Title: A Letter to No One
Fandom: Natsume Yuujinchou
Characters: Natsume Reiko, Natsume Takashi, Nyanko-sensei
Rating: G
Words: 679
Summary: Reiko wrote a letter and Takashi, as her only remaining relative, is the one to read it after many, many years have passed.
Notes: Written for a prompt over at fic_promptly, and it had to be written in letter format, so I thought I'd give it a try and see how it went.

I'll write this down because no one else is ever going to get this. I've never written a letter before - never had anyone to write one to - but there's a first time for everything and I felt like writing one. So no questions, imaginary reader.

There's a lot of things I could talk about - like the color of the sky, or how nice the weather is, or how are you today? I'm doing great! - but I don't like the mundane. The ordinary. So let's talk about something no else can see. Do you know what ayakashi are? Yes, spirits, ghouls, beasts, goblins, beings that no one can see. Or no one, that is, except for me.

I've been an oddball since birth. My parents died when I was little, so I was an orphan that other people had to take care. I was a burden. It didn't help that I saw strange things that lurked in the shadows and my relatives thought something was wrong with me. They once had me institutionalized, until they realized they couldn't change me. Nothing could change me, because I didn't want to change.

So I endured the sneers and the laughs and the whispers behind my back, and I started to pay more attention to the things that only I could see. I challenged them to games, and I had fun. Every day was fun.

There are still people who look down on me, but that's okay, because I learned how to protect myself soon enough. Let's just say some kids - a lot of them, too - went crying home to their mommies. It was their own fault. It isn't ethical to pick a fight you can't win. I always, always fought knowing I would win. It wasn't worth the effort, otherwise.

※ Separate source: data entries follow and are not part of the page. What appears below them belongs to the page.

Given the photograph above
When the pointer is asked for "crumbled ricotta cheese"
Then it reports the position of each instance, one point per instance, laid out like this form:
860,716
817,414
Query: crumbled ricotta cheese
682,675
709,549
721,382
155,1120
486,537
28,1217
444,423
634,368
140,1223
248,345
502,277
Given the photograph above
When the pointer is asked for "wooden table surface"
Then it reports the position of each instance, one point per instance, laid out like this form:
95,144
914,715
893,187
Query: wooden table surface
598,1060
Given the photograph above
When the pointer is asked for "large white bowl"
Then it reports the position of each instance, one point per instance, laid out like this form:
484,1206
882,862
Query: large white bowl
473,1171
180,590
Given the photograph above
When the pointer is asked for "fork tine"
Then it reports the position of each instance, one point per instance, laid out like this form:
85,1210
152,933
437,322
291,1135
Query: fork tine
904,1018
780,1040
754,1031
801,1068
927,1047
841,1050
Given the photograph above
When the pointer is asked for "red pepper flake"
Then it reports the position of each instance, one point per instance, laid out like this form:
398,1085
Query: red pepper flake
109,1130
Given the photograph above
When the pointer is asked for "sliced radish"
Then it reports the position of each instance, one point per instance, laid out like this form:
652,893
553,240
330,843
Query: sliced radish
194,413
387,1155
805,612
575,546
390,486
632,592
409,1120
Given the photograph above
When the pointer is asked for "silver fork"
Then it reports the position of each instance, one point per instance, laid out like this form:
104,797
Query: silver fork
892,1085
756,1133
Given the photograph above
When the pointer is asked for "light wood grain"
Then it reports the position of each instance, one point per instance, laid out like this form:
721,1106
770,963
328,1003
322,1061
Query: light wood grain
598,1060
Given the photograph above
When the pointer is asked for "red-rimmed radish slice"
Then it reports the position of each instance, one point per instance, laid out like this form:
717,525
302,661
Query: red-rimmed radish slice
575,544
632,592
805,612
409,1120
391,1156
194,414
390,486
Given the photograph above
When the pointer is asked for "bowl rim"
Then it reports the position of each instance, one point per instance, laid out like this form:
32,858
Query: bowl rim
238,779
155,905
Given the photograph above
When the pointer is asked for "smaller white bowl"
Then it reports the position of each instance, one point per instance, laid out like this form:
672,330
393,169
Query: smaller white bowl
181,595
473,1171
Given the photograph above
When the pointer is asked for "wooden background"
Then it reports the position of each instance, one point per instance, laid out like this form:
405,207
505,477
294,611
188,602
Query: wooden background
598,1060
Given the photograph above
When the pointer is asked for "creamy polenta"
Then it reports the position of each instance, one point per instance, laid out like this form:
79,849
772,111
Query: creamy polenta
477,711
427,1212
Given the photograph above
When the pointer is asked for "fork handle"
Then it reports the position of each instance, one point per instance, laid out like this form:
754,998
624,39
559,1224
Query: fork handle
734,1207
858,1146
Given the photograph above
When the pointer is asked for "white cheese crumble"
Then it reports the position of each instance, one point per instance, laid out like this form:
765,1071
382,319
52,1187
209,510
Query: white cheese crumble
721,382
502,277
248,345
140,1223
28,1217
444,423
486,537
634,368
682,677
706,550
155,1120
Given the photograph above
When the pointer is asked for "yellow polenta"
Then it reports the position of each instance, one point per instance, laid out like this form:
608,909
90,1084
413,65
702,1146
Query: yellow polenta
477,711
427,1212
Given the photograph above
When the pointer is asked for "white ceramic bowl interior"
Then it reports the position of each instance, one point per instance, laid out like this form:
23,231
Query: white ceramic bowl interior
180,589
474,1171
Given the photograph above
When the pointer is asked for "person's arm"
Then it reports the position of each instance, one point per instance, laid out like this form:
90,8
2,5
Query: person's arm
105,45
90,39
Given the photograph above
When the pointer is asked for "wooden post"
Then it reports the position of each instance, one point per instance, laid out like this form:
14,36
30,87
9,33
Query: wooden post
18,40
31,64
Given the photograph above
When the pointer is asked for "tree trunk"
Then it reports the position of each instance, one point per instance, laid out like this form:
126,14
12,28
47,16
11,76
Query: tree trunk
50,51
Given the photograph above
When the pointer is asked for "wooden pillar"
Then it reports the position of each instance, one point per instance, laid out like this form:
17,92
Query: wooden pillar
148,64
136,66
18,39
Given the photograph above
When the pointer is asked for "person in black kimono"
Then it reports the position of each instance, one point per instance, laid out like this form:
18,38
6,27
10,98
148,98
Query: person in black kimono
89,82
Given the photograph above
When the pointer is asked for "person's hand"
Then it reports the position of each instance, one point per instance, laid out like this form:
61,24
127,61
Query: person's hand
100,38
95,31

I made myself a Book of Friends, you know. It's not much, but it's something. Sort of like a life ambition, or something like that. It's my goal to make the biggest one there is, not that I know too many people who list all their 'friends' in one book. Not that I know many people, either. Mostly, I look forward to interacting with ayakashi, because they at least acknowledge my presence. Some even fear me (they should!), but it's kind of weird to be called a 'harbinger' when all I've ever done is play games and tease them a little. Really, what's the harm in that?

Anyway, what I really want to say is … to all you imaginary people out there, who might actually care, who might know who I am … what would you do if you could see something you shouldn't? Would you run and hide? Would you cower and quake? Or would you stand up and face the life you've been given?

I like to think I've chosen that last one, but sometimes, I wonder if I'm not missing something I shouldn't be without. Even when I'm surrounded by ayakashi, who know me and recognize me, I can't help but wonder what life I would have lived if I was anyone else but me. Maybe, if I had been a little more frightened, a little less headstrong, I could have made a real friend.

Don't get me wrong. I don't care. Who needs friends when you can have minions? That's the better deal!

Want to be my minion, too?

Signed,
Natsume Reiko

Takashi folded the note back into quarters and placed it back in the box that contained his grandmother's things. "Reiko-san sure had a way with words."

"Are you kidding! She was horrible! And what was that, a sob story?" Nyanko-sensei rolled over, taking his sake bottle with him. "She could have taken some lessons from you. At least you have good handwriting."

"I'm not sure if I should be insulted or flattered." Takashi got off his knees and picked up the box. "Come on, Nyanko-sensei, we still have cleaning to do."

The lucky-cat grumbled, but he did help out. He wasn't going to let Takashi end up like Reiko - alone.